Whatever adjustments the BLS made in January, they have done nothing to give us greater confidence in the BLS employment data.
Wall Street, with its persistent fixation on what the Fed will do and not on whether the jobs data makes any sense, responded with its usual panic reaction that the strong headline number on the jobs report will force Jay Powell to go for a larger rate hike later this month.
The increase in employment last month followed a revised 504,000 gain (initially 517,000) in January, the government said Friday.
The large back-to-back increases could force the Fed to raise interest rates higher than it had planned to slow the economy and loosen up the tightest labor market in decades. The central bank meets March 21-22 to plot its next move
Faced with that awkward and equity-killing probability, the stock markets all declined.
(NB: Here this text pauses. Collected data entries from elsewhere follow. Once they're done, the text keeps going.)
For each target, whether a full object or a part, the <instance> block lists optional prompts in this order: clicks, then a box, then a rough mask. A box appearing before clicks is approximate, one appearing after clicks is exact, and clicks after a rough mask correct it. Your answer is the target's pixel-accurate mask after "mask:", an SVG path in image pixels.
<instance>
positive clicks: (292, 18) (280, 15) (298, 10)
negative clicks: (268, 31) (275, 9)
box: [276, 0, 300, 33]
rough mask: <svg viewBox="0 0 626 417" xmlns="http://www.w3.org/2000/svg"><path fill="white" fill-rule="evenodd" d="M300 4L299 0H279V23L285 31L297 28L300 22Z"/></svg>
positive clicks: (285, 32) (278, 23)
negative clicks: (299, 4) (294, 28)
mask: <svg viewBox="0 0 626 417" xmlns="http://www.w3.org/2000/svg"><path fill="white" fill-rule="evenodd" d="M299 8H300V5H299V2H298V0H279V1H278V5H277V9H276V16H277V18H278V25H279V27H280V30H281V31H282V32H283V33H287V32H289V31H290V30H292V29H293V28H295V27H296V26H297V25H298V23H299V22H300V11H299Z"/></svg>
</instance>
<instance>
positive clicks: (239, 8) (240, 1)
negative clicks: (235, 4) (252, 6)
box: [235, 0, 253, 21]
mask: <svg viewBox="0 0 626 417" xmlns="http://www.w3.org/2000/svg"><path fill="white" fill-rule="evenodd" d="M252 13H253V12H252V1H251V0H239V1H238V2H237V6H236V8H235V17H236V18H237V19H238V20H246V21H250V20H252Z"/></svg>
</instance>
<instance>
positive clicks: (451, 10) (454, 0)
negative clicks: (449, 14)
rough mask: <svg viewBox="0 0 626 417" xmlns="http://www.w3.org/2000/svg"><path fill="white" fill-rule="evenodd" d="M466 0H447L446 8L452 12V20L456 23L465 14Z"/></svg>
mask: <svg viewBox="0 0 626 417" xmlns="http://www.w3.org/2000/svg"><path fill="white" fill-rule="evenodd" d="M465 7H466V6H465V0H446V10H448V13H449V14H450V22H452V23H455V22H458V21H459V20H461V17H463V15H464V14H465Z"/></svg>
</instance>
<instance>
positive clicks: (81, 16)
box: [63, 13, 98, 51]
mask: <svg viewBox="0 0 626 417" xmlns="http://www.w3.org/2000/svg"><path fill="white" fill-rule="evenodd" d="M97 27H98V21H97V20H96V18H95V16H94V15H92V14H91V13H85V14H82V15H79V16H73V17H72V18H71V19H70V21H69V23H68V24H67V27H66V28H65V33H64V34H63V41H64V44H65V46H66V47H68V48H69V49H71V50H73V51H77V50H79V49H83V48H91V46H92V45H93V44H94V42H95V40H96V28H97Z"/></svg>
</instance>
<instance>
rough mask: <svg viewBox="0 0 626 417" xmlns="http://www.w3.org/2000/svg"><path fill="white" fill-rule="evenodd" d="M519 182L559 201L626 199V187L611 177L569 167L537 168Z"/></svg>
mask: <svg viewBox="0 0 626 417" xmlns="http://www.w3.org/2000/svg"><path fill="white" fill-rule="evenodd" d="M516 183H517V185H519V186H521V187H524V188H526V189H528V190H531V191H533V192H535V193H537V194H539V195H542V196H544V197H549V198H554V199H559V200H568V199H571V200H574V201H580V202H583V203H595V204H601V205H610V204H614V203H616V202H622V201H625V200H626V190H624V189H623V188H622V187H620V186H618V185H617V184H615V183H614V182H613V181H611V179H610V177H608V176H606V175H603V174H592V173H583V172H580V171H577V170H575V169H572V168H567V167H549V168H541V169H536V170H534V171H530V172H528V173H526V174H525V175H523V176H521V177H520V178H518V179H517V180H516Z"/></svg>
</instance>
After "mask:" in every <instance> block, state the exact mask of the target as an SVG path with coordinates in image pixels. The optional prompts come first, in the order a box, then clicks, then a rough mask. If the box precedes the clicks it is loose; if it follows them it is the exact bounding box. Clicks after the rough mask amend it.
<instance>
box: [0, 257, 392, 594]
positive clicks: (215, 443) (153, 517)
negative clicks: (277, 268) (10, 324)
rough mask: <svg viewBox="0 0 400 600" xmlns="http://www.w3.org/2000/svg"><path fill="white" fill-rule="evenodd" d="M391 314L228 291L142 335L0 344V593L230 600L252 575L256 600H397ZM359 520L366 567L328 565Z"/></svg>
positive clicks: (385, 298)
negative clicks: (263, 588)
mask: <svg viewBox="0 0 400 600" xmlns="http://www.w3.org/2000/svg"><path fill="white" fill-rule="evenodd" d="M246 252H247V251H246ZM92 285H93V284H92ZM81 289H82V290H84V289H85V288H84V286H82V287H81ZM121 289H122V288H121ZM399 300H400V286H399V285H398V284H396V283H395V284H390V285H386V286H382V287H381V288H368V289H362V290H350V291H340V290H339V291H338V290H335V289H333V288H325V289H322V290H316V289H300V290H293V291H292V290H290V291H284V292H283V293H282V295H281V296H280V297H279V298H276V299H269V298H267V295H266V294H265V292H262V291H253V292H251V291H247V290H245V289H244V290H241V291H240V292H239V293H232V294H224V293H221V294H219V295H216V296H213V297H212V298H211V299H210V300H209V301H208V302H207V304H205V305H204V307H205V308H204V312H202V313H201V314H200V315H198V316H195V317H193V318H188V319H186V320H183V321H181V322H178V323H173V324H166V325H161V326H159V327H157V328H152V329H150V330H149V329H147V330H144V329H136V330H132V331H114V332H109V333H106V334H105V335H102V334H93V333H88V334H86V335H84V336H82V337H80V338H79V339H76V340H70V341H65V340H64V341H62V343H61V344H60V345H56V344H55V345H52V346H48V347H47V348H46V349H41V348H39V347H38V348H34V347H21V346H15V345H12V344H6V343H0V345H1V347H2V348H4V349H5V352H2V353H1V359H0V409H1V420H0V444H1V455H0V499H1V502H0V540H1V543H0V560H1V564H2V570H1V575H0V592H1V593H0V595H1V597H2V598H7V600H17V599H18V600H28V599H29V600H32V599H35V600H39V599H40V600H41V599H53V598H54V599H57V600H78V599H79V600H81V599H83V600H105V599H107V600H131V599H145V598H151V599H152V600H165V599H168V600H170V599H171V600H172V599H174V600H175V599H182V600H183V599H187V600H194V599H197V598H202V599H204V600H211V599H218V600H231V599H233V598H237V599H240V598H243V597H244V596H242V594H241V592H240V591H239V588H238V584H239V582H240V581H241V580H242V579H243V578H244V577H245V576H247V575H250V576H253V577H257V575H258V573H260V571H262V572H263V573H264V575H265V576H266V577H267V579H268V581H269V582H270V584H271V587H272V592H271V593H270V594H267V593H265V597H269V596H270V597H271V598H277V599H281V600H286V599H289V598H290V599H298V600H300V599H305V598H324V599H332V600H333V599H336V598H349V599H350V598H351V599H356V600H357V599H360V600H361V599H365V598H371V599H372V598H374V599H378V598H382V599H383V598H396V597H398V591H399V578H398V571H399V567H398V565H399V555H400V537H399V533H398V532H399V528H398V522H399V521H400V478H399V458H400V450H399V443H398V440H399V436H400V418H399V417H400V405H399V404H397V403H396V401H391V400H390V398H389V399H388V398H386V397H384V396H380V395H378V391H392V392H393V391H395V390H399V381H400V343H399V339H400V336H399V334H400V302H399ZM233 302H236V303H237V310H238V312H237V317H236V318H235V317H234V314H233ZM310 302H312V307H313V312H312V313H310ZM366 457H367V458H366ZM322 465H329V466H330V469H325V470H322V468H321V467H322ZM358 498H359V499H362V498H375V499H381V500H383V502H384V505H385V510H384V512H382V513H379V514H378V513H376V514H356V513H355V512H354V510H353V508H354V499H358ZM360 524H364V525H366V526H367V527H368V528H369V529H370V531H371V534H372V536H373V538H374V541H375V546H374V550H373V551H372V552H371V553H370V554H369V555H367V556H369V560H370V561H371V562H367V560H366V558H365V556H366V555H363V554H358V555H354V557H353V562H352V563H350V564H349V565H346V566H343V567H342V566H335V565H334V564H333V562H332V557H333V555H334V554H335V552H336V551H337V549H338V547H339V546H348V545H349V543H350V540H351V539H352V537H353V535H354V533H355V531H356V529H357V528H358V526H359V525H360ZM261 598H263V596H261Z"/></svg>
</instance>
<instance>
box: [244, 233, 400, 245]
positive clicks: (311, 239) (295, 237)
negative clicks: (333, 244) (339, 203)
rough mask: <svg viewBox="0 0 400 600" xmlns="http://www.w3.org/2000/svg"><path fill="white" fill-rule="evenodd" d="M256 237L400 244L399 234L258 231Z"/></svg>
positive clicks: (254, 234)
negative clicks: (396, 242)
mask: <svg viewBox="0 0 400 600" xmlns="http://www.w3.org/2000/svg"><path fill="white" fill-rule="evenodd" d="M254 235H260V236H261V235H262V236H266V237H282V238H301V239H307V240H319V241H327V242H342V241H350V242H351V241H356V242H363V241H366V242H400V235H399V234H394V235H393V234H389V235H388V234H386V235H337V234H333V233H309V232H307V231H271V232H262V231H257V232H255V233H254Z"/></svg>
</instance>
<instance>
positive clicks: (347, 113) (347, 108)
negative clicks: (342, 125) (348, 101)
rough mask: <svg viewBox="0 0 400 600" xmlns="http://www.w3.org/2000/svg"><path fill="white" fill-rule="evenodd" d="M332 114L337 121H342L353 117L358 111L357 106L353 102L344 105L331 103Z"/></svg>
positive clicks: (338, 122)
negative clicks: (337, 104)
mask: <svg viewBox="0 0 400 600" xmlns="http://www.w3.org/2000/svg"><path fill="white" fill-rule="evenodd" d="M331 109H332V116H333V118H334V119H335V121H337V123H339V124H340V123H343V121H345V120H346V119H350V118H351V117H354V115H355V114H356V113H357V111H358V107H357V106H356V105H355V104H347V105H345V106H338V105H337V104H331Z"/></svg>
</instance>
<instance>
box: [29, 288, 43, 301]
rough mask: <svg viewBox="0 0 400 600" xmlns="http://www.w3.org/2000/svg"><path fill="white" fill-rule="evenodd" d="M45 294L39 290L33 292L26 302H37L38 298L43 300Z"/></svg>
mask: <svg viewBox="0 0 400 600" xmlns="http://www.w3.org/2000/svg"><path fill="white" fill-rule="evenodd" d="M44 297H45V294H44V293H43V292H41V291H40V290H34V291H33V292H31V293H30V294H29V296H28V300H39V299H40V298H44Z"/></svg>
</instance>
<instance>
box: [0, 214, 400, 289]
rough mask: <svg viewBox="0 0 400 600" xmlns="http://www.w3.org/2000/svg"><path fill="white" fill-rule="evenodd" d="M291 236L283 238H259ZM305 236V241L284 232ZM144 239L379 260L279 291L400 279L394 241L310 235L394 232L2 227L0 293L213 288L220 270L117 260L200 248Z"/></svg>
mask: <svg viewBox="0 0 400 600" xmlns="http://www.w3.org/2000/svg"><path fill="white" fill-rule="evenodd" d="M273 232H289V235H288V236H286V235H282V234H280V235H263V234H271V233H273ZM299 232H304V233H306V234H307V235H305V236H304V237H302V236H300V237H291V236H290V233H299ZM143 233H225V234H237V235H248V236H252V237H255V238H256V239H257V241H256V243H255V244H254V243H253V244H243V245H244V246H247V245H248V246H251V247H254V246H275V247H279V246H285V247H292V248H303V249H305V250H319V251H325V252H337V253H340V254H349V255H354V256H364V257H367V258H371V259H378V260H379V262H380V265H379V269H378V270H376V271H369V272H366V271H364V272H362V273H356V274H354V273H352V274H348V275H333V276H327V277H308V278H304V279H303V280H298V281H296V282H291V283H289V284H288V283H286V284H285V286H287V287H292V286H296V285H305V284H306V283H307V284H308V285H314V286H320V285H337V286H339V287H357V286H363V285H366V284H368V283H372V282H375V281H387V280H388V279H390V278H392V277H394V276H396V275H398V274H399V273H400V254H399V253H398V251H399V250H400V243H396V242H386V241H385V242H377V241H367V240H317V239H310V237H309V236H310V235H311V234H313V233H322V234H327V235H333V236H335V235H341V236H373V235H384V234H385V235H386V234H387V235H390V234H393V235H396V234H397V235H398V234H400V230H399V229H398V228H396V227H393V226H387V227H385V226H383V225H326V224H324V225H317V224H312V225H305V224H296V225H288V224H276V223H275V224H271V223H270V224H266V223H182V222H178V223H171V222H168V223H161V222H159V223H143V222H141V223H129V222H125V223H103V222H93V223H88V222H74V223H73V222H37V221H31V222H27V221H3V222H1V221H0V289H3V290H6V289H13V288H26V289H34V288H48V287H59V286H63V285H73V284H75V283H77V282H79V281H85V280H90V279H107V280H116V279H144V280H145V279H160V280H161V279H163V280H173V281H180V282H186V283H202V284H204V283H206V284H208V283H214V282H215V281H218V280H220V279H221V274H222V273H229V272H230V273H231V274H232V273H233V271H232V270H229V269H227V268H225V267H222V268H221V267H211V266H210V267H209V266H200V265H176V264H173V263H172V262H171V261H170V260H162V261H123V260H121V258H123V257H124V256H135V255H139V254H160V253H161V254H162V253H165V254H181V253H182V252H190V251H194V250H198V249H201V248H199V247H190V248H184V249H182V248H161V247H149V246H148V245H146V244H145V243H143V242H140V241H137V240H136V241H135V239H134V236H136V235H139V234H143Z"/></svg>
Wall Street also proceeded to complicate the Fed’s position further by pushing yields down (remember, the Fed wants to see yields go up). The 1-Year, 2-Year, and 10-Year Treasury yield all dropped significantly.
How Wall Street moving rates in the opposite direction the Fed wants them to go will persuade the Fed not to attempt to push them higher with an outsized Federal Funds rate hike in two weeks is a question yet to be answered.
Make no mistake, the BLS jobs numbers do not make sense.
Despite the outsized job gains reported, the BLS also reported that unemployment rose with by a seasonally adjusted 242,000 in February.
223,000 of the newly unemployed simply lost their job.
123,000 of those have lost their job permanently.
The labor market pushed 77% as many workers out of a job as it created jobs for workers, and half of those pushed out are never getting their old jobs back.
Nearly as many workers were put out of work in February as were put to work.
Let that sink in.
Yet despite these significant job losses in February, the country still managed to post 311,000 new jobs—and all of this data somehow adds up to a somewhat “positive” Employment Situation Summary, showing once more how “robust” and “resilient” the US labor market is.
Don’t look at the 237,000 who filed unemployment for the first time last week, or the 1.9 million who have been on unemployment for multiple weeks.
Ignore the fact that the average duration of unemployment at 19.3 weeks is still higher than it was before the 2007-2009 Great Financial Crisis and recession—nearly 16 years ago.
Pay no attention to the year on year consumer price inflation, which outpaced year on year average hourly earnings gains for all of 2022—meaning real wages declined throughout 2022.
Don’t let any of those uncomfortable but true negatives detract from President Asterisk’s meaningless tweet about how well America has done on his befuddled watch. Go with the narrative, you can always trust the narrative…..
Screw that. Ignore the narrative. Look at the data and draw your own conclusions about job markets in the US.